Vislumbra-se, portanto, a entrega de resultados céleres e menos custosos se comparado aos desdobramentos inerentes do processo judicial – o que, muitas vezes, é priorizado pelas empresas –, contudo, com um risco agregado que não pode ser descartado: a judicialização e potencial anulação das sentenças arbitrais por vícios procedimentais.

Na medida em que se populariza nas relações contratuais formalizadas por grandes empresas, a inserção da cláusula arbitral em seus contratos, em especial de consumo com os clientes finais, percebe-se que, muitas vezes, não são observadas regras como a necessidade legal desta cláusula estar destacada e ser assinada separadamente – o que, por si só, já é considerado vício procedimental passível de anulação e acesso direto ao Judiciário.

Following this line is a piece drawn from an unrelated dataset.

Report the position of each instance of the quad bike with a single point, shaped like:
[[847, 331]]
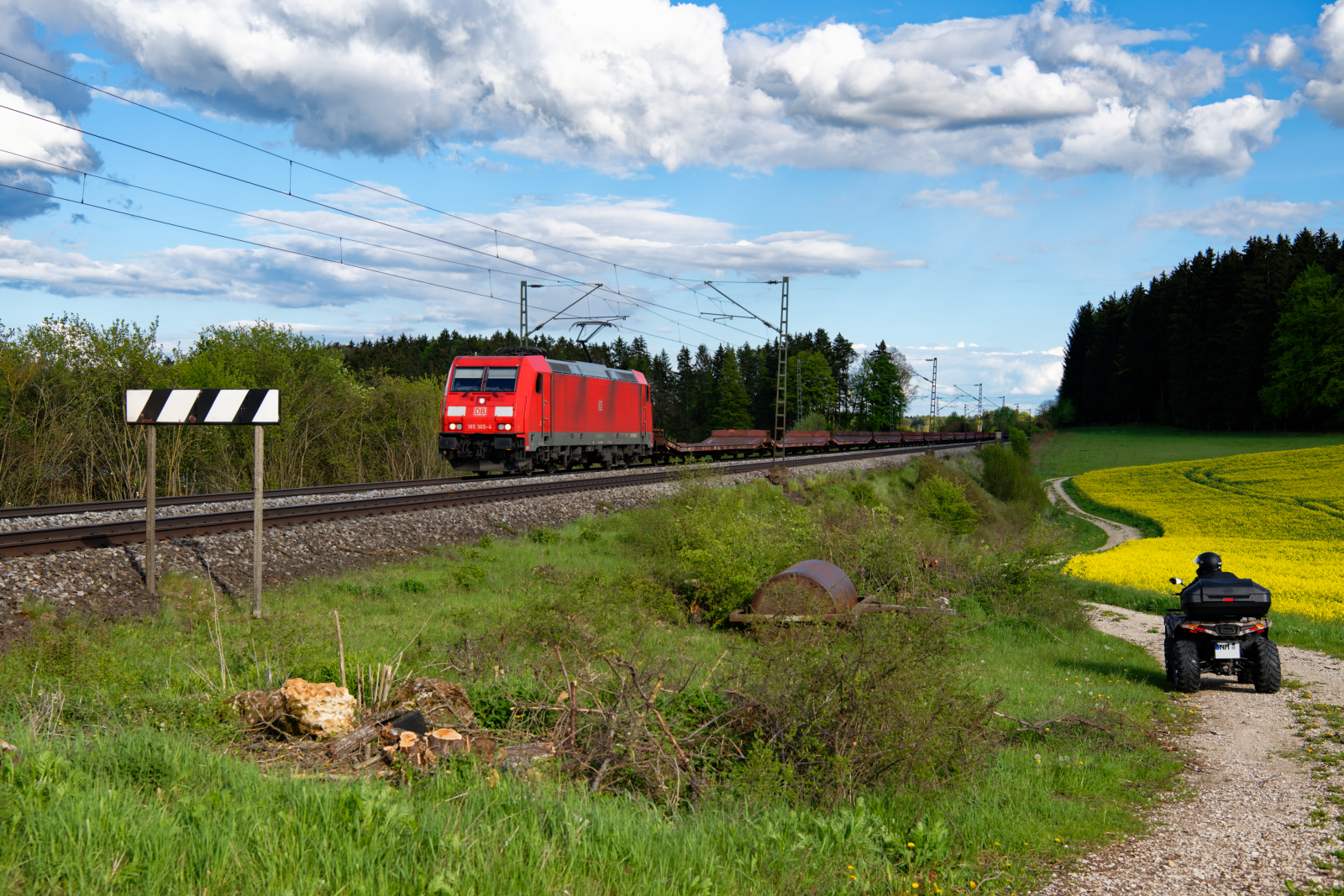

Com isso, embora tenha se notado uma crescente de utilização dessas câmaras com a tentativa de redução de custos e suposta agilização no encerramento de demandas, temos que essa prática acende um alerta no meio jurídico e nas empresas que estão se valendo de tais procedimentos, pois, apesar dos aparentes benefícios trazidos por essa “nova modalidade”, tem-se percebido brechas para anulações das sentenças arbitrais, o que pode gerar prejuízos temporais e financeiros às partes envolvidas pela indevida observação do procedimento arbitral, ou seja, sacrificando integralmente a celeridade desejada e colocando em cheque a suposta economia que se pensava obter.

Atualmente, a prolação de decisões afastando a aplicação da arbitragem em relações de consumo ou a ela comparadas já estão se tornando – a exemplo de relações locatícias com atuação das plataformas digitais – comuns no Poder Judiciário.

Os entendimentos trazem à tona a necessidade de adequação das empresas às peculiaridades trazidas pelo procedimento de arbitragem, caso desejem a utilizar como forma de resolução de conflitos. As referidas decisões reforçam a necessidade de celebração de contratos cristalinos e de fácil entendimento do consumidor, com destaque à cláusula arbitral, que deve ser clara e compreensível para todas as partes envolvidas, fazendo prevalecer o direito e facilitação da informação ao consumidor.

É interessante pensar, inclusive, na possibilidade de confecção de termo aditivo específico sobre a escolha arbitral, na medida que, inequivocamente, ter-se-á o destaque necessário à cláusula, conforme determina a lei, sendo, ainda, um documento apartado no qual é possível destrinchar e tornar o mais cristalina possível a arbitragem e o seu significado, cumprindo-se, portanto, os deveres legais de clareza e direito de informação das partes, em especial quando se trata de relações de consumo.

Sob a perspectiva jurídico-econômica, entendemos que os efeitos e aplicação da matéria devem ser analisados de acordo com a realidade de cada empresa e, ainda assim, caso a caso.